Weli entered his submission based on his four-year research on animal behavior during his PhD studies. The video, described by Science magazine as “joyful madness,” caught the attention of the judges – a group of scientists, artists, and dancers. They commended Kangaroo Time for its ability to inspire feelings of surprise and delight, while providing easily understandable information on the science behind marsupial group dynamics.

The ANU graduate utilized a remote-controlled car to observe the distinct behaviors and intricate personas of over 300 untamed eastern grey kangaroos in Victoria.

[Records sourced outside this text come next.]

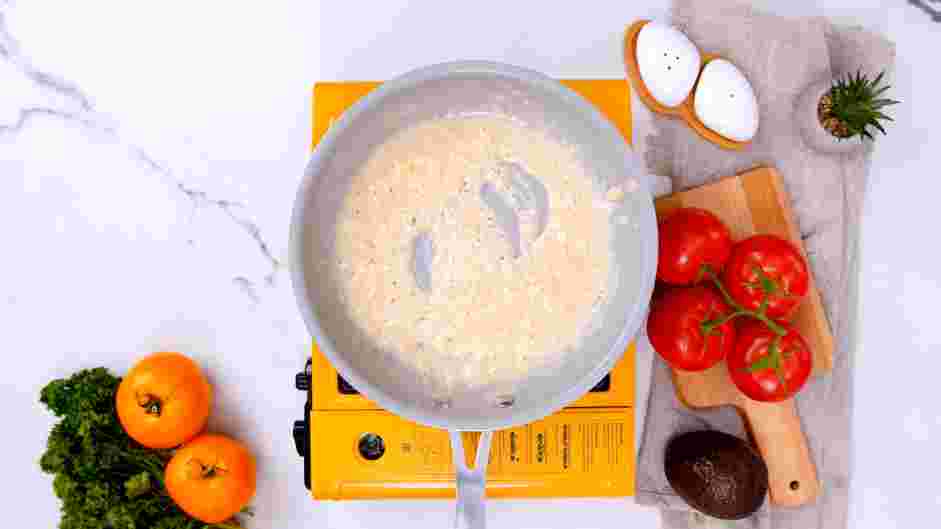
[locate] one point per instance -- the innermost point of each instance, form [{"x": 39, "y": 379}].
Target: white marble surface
[{"x": 149, "y": 153}]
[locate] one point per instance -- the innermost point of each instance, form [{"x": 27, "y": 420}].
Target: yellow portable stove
[{"x": 353, "y": 449}]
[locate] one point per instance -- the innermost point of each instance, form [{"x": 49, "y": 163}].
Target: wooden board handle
[{"x": 777, "y": 431}]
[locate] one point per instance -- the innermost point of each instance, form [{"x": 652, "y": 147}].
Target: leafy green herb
[
  {"x": 105, "y": 479},
  {"x": 853, "y": 104}
]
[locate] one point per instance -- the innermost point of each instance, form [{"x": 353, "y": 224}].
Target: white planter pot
[{"x": 814, "y": 135}]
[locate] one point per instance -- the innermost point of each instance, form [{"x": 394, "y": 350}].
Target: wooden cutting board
[{"x": 751, "y": 203}]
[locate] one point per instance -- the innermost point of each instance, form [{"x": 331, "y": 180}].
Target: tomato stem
[
  {"x": 151, "y": 403},
  {"x": 760, "y": 315}
]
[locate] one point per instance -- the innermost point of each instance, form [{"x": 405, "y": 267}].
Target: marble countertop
[{"x": 149, "y": 155}]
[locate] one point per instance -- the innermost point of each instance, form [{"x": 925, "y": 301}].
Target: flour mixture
[{"x": 473, "y": 249}]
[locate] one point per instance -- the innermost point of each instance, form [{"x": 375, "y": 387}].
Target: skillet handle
[{"x": 471, "y": 482}]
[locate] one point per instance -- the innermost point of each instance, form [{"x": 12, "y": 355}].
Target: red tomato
[
  {"x": 768, "y": 368},
  {"x": 689, "y": 239},
  {"x": 678, "y": 328},
  {"x": 765, "y": 266}
]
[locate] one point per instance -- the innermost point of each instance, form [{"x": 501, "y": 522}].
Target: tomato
[
  {"x": 678, "y": 328},
  {"x": 766, "y": 367},
  {"x": 164, "y": 400},
  {"x": 765, "y": 266},
  {"x": 211, "y": 478},
  {"x": 689, "y": 239}
]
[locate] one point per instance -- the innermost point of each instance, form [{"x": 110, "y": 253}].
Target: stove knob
[{"x": 302, "y": 381}]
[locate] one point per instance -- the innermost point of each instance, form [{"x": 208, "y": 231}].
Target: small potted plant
[{"x": 836, "y": 116}]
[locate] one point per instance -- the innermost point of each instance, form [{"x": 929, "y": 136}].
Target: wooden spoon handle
[{"x": 777, "y": 431}]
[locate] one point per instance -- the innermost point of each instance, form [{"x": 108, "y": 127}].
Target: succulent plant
[{"x": 853, "y": 105}]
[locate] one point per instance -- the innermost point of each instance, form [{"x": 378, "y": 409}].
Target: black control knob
[{"x": 302, "y": 381}]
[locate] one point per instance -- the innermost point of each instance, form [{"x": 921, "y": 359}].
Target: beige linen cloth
[{"x": 781, "y": 56}]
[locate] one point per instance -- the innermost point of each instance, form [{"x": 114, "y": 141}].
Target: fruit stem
[
  {"x": 151, "y": 403},
  {"x": 760, "y": 315}
]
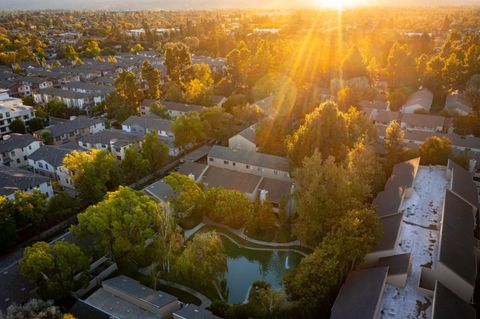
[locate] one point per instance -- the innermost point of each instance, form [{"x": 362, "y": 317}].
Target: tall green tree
[
  {"x": 134, "y": 166},
  {"x": 53, "y": 268},
  {"x": 121, "y": 224}
]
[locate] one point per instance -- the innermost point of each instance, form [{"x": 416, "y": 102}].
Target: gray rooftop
[
  {"x": 80, "y": 122},
  {"x": 228, "y": 179},
  {"x": 250, "y": 158},
  {"x": 133, "y": 288},
  {"x": 447, "y": 305},
  {"x": 360, "y": 295},
  {"x": 13, "y": 179},
  {"x": 457, "y": 242},
  {"x": 151, "y": 122},
  {"x": 16, "y": 141}
]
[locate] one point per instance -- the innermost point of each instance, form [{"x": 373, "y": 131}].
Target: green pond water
[{"x": 246, "y": 266}]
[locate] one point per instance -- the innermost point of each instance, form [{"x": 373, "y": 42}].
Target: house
[
  {"x": 16, "y": 179},
  {"x": 458, "y": 103},
  {"x": 191, "y": 311},
  {"x": 244, "y": 141},
  {"x": 15, "y": 148},
  {"x": 446, "y": 305},
  {"x": 148, "y": 123},
  {"x": 250, "y": 162},
  {"x": 112, "y": 140},
  {"x": 12, "y": 108},
  {"x": 360, "y": 295},
  {"x": 420, "y": 100},
  {"x": 48, "y": 161},
  {"x": 174, "y": 109},
  {"x": 64, "y": 132},
  {"x": 422, "y": 122},
  {"x": 124, "y": 297}
]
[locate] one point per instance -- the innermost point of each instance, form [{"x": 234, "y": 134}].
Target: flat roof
[
  {"x": 447, "y": 305},
  {"x": 360, "y": 295},
  {"x": 457, "y": 242}
]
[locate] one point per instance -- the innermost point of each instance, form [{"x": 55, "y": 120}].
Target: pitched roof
[
  {"x": 228, "y": 179},
  {"x": 67, "y": 127},
  {"x": 16, "y": 141},
  {"x": 447, "y": 305},
  {"x": 151, "y": 122},
  {"x": 360, "y": 295},
  {"x": 463, "y": 185},
  {"x": 251, "y": 158},
  {"x": 456, "y": 242},
  {"x": 423, "y": 120},
  {"x": 13, "y": 179}
]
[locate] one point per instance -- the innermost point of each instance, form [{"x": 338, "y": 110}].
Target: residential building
[
  {"x": 147, "y": 124},
  {"x": 420, "y": 100},
  {"x": 422, "y": 122},
  {"x": 112, "y": 140},
  {"x": 48, "y": 161},
  {"x": 124, "y": 297},
  {"x": 16, "y": 179},
  {"x": 458, "y": 103},
  {"x": 12, "y": 108},
  {"x": 250, "y": 162},
  {"x": 70, "y": 131},
  {"x": 244, "y": 141},
  {"x": 15, "y": 148}
]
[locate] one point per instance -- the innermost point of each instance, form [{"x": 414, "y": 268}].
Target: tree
[
  {"x": 153, "y": 78},
  {"x": 188, "y": 130},
  {"x": 121, "y": 224},
  {"x": 324, "y": 195},
  {"x": 159, "y": 110},
  {"x": 394, "y": 143},
  {"x": 52, "y": 268},
  {"x": 177, "y": 61},
  {"x": 34, "y": 309},
  {"x": 320, "y": 273},
  {"x": 228, "y": 207},
  {"x": 17, "y": 126},
  {"x": 325, "y": 129},
  {"x": 203, "y": 261},
  {"x": 154, "y": 150},
  {"x": 136, "y": 48},
  {"x": 134, "y": 166},
  {"x": 435, "y": 151},
  {"x": 354, "y": 65},
  {"x": 36, "y": 124},
  {"x": 93, "y": 173},
  {"x": 188, "y": 196}
]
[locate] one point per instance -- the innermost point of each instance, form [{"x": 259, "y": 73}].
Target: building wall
[
  {"x": 249, "y": 169},
  {"x": 240, "y": 143}
]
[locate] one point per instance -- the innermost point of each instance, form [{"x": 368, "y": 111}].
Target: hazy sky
[{"x": 196, "y": 4}]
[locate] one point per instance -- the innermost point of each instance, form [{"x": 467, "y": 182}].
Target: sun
[{"x": 336, "y": 4}]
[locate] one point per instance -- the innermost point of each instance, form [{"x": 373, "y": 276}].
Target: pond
[{"x": 246, "y": 266}]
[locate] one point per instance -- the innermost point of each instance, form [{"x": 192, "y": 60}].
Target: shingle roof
[
  {"x": 360, "y": 295},
  {"x": 67, "y": 127},
  {"x": 220, "y": 177},
  {"x": 447, "y": 305},
  {"x": 151, "y": 122},
  {"x": 16, "y": 141},
  {"x": 456, "y": 243},
  {"x": 13, "y": 179},
  {"x": 51, "y": 154},
  {"x": 251, "y": 158}
]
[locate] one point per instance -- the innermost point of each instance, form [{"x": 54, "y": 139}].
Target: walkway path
[
  {"x": 205, "y": 301},
  {"x": 241, "y": 233}
]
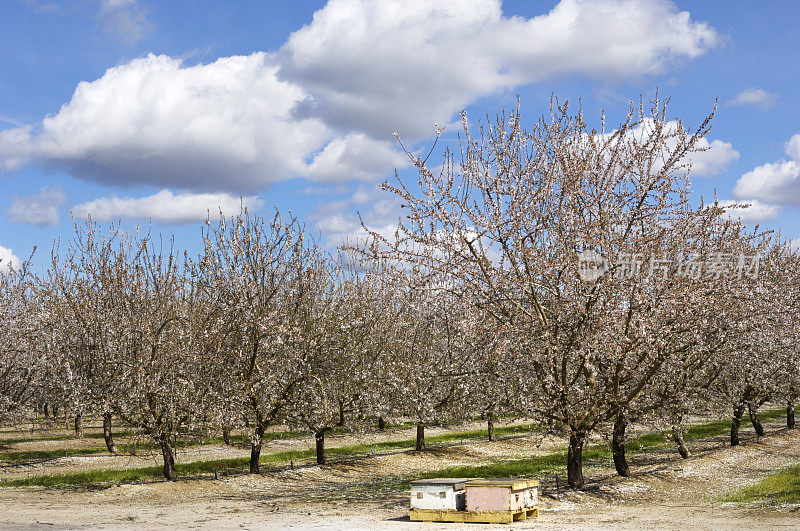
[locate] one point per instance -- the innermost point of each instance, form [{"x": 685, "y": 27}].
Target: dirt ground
[{"x": 678, "y": 494}]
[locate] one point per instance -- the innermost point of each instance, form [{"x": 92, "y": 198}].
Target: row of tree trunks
[
  {"x": 319, "y": 438},
  {"x": 107, "y": 435},
  {"x": 490, "y": 423},
  {"x": 618, "y": 444},
  {"x": 78, "y": 425},
  {"x": 255, "y": 449},
  {"x": 420, "y": 444},
  {"x": 168, "y": 453},
  {"x": 752, "y": 411},
  {"x": 575, "y": 459},
  {"x": 677, "y": 435},
  {"x": 738, "y": 411}
]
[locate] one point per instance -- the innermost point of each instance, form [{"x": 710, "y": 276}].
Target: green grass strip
[{"x": 782, "y": 487}]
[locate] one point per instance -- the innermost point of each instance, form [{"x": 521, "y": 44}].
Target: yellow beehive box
[{"x": 501, "y": 494}]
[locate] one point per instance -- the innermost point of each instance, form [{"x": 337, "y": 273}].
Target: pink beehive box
[{"x": 502, "y": 494}]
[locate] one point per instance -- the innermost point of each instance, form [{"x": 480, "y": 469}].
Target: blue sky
[{"x": 140, "y": 110}]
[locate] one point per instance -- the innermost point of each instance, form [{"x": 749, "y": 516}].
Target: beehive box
[
  {"x": 502, "y": 494},
  {"x": 438, "y": 494}
]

Exclude the newsletter promotion.

The researcher discovered that similar to humans, kangaroos’ personalities develop during their early stages of life. He also observed that their personalities often resemble those of their parents and siblings. Furthermore, he found that kangaroos take cues from their social group and form social circles, just like humans.

His final statement is that diversity is a result of differences within a species and is a natural occurrence.

The biologist who was born in Brazil and received a scholarship from ANU in 2017 mentioned that he utilized his South American background and interest in Australia’s distinct wildlife to create, produce, and star in the project.

Weli, a queer immigrant from a developing country, expressed that he understood the kangaroos’ adaptation of their behavior to fit in with the larger group.

“I come from a very humble family, a small town where most of the people are not educated,” he said, of his conservative upbringing. “When I came to Australia I came out to my family … in Kangaroo Time I celebrate diversity in my beautiful Canberra community that [mirrors] kangaroo behaviour.”

After obtaining his doctorate degree in Canberra in 2021, Weli has left his academic career in science and relocated to Sydney, where he aims to establish himself as a singer-songwriter.

The debut EP, entitled “Yours Academically, Dr Weli”, will be released on March 1st.